Baidu AnyQ V -- logical understanding of FAQ

Keywords: Linux Operation & Maintenance

  • When you start the service before, you can find that you start the solr service first and then the faq service,
  • It can be seen from Baidu AnyQ four that the FAQ data set is completely controlled by solr,
  • So in anyq, the data and the model (logic control) are very loosely coupled.

So in this part, consider the logic part

1. run_server

1.1 locking files

Start the faq service in. / build / run_ In the server section, view the file type, and use ls -l or ll to view the file details.

  • If you don't know anything about linux file system, you can read another article: File type description in linux
  • Where run_server is an ordinary file and an executable file.
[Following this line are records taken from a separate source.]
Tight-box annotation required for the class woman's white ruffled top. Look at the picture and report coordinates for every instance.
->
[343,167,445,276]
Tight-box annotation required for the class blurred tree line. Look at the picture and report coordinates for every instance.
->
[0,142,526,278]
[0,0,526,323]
Use VI. / run_ The server is opened in a garbled code, so its execution logic cannot be viewed.
  • Considering this run_ The server is located in the build folder, which is from cmake & & make. Therefore, check the CMaKeLists.txt file (the execution entry of cmake). Finally, you can find the following contents:
    add_executable(demo_anyq_multi ${CMAKE_SOURCE_DIR}/demo/demo_anyq_multi.cpp)
    add_executable(demo_anyq ${CMAKE_SOURCE_DIR}/demo/demo_anyq.cpp)
    add_executable(run_server ${CMAKE_SOURCE_DIR}/demo/run_server.cpp)
    add_executable(annoy_index_build_tool ${CMAKE_SOURCE_DIR}/demo/annoy_index_build.cpp)
    add_executable(feature_dump_tool ${CMAKE_SOURCE_DIR}/demo/feature_dump.cpp)
    
    target_link_libraries(demo_anyq_multi ${LIBS_LIST})
    target_link_libraries(demo_anyq ${LIBS_LIST})
    target_link_libraries(run_server ${LIBS_LIST})
    target_link_libraries(annoy_index_build_tool ${LIBS_LIST})
    target_link_libraries(feature_dump_tool ${LIBS_LIST})
    
  • Therefore, there are corresponding cpp files, and the variable ${LIBS_LIST} is also defined in CMaKeLists.txt file, which are some. a and. so files,
  • Where. A is a combination of multiple. OS for static connection, i.e. STATIC mode. Multiple. A can be linked to generate an exe executable.
  • . so is a shared object. It is used for dynamic connection. It is similar to the dll of windows. It is loaded only when used.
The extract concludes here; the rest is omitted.